Though Kandahar's hospitals were filled with casualties, the only troops killed, Alokzai said, were boys "left behind at the airport as night watchmen." Where once 10,000 Taliban supporters had gathered to pray in the Halqa Cherif mosque, now fewer than a hundred did. In the town, the Taliban's exodus left its Arab sympathizers at the mercy of the townsfolk; at least three were murdered for their watches and motorcycles. But the Taliban was preparing to fight. On just one day, more than 45 trucks left Kandahar for redoubts in the high mountains. They were filled with guns and ammunition.

This is the real thing. The silent war against terrorism--the one that takes place in police stations, law courts and banks--isn't over and won't be for years. But last week the noisy war, the one marked by percussive blasts that shake mountains, by the rattle of small-arms fire and the air-sucking whump of a fuel-air explosive, finally started. Like all battles, it had an other-worldly quality. The cruise missiles and precision-guided bombs that thudded into Afghanistan, the B-2 Stealth bombers, half-circling the globe from Whiteman Air Force Base in Missouri to Central Asia, all seem more at home in a science-fiction novel than on the evening news.

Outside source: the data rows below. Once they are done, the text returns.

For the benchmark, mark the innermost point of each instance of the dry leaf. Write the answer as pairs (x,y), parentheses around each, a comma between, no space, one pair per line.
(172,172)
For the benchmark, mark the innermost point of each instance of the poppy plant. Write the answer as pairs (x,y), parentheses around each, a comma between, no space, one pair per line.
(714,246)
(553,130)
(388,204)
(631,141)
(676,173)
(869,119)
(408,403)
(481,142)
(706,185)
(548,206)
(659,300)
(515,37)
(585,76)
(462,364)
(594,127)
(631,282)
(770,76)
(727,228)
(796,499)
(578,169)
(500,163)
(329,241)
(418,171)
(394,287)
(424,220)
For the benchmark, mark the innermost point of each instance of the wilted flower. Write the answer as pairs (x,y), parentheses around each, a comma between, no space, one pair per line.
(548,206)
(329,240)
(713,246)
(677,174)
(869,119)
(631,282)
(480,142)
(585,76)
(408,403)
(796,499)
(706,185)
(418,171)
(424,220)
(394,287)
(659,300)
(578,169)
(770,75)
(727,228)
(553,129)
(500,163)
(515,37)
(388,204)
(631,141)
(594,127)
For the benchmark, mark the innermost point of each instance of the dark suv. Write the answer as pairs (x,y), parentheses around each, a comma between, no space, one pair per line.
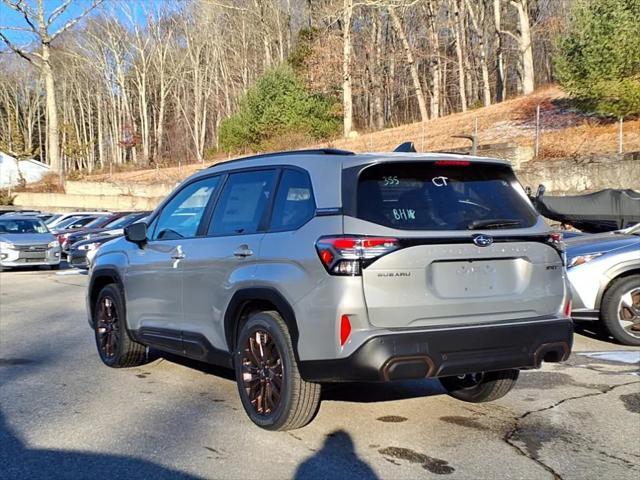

But stripped to its essence, this new form of war is as old as the hills. Victory still requires one group of men to find and kill another. Technology can't do it all. "The cruise missiles and bombers are not going to solve this problem," said Defense Secretary Donald Rumsfeld last week. In an assessment of the Soviet Union's defeat in Afghanistan written for the U.S. Army in 1996, a retired Afghan general and his American co-author were blunt. "A guerrilla war," they wrote, "is not a war of technology against peasantry. Rather, it is a contest of endurance and national will. The side with the greatest moral commitment will hold the ground...Tactics for conventional war will not work."